Shares of Shriram Transport Finance Company closed at Rs 1,030.85 on 9 May, 2019. The brokerage has set a one-year horizon for the stock to hit the target price.
March quarter highlights:
- As per the brokerage, STFC's operational performance in the fourth quarter of financial year 2018-19 was below Street’s expectations as asset growth dropped significantly and margins dipped to multi-quarter low.
- Composite AUM was flat, even as disbursements partially recovered from a depressed base of Q3FY19.
- Against the management’s expectation of 15 per cent AUM growth, STFC delivered just 8.5 per cent growth during the year as of early February.
- Within business segments, the growth slowdown was more visible in new vehicle financing segment, whereas used vehicle financing has exhibited relative resilience as typically seen in the previous cycles.
- Though growth deceleration was seen across products, it was prominent in HCV, passenger cars and tractor loans.
- Demographically, the sharp divergence in the performance of rural and urban markets continued. Rural asset growth was strong at 4 per cent quarter-on-quarter (QoQ) and 24 per cent year-on-year (YoY), driven by management’s focus on adding distribution strength in the form of branches and centers.
- NIM contracted by 20bps QoQ to 7.2 per cent. Reliance on CPs was reduced further during the quarter.
- STFC’s asset quality improved in Q4 FY19, reflecting the resilience of its customers who are one or few vehicle owners. The company’s collection efficiency has held-up so far, as there hasn’t been significant idling of vehicles.
- Gross NPLs (as per I-GAAP) declined 7 per cent QoQ, with its proportion falling to 8.3 per cent. Positive movement in NPLs coupled with improvement in ECL assumptions led to lower credit cost in Q4 FY19.
The brokerage expects STFC to deliver 14-15 per cent AUM growth in FY20, which would be back-ended. The growth is likely to moderate materially in FY21 as CV cycle enters a weaker phase, having been reasonably strong since FY16.
"Traditionally used CV demand has been less cyclical, and STFC’s growth susceptibility has been moderate as compared to other listed peers.
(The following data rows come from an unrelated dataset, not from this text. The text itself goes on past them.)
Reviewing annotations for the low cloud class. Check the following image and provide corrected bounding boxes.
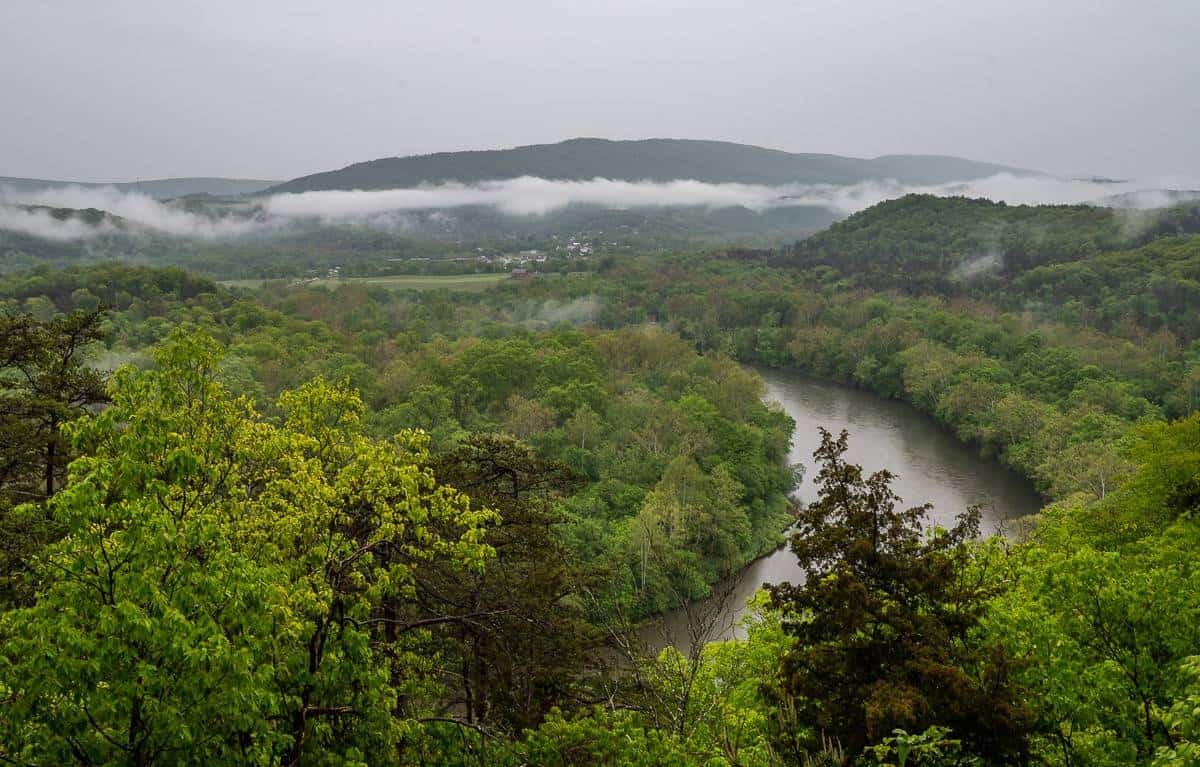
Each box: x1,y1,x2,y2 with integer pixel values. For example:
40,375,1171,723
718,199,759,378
0,186,266,240
0,204,114,241
0,173,1195,240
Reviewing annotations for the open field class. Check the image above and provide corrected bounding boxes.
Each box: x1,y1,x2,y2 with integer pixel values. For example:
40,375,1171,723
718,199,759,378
220,274,509,290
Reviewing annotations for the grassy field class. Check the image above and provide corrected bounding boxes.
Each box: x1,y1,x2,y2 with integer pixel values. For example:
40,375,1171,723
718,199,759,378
220,274,509,290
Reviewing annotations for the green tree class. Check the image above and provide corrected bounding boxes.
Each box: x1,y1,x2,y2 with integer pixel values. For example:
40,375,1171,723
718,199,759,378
770,430,1031,763
0,332,491,765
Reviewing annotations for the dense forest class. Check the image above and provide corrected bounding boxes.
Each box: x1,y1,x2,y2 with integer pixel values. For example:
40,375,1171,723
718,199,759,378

Against management’s expectation of 2-2.1 per cent credit cost, we build a higher credit cost for FY20 and a further increase in FY21 reflecting a likelihood that credit cycle may encounter challenges thrown-up by weakness in growth cycle," said the brokerage.
"Overall, we expect STFC to deliver a sedate 10-12 per cent earnings CAGR over FY19-21. A better-than-expected monsoon and significant bounce-back in economic activity represent upside risks to our estimates," the brokerage added.
As per the brokerage, the stock’s valuation at 1.1 times P/BV and 7.5 times PE on FY21 basis largely discounts a muted earnings growth scenario for the next couple of years, and thus further price erosion should be limited and transient too, if above mentioned upside triggers play out.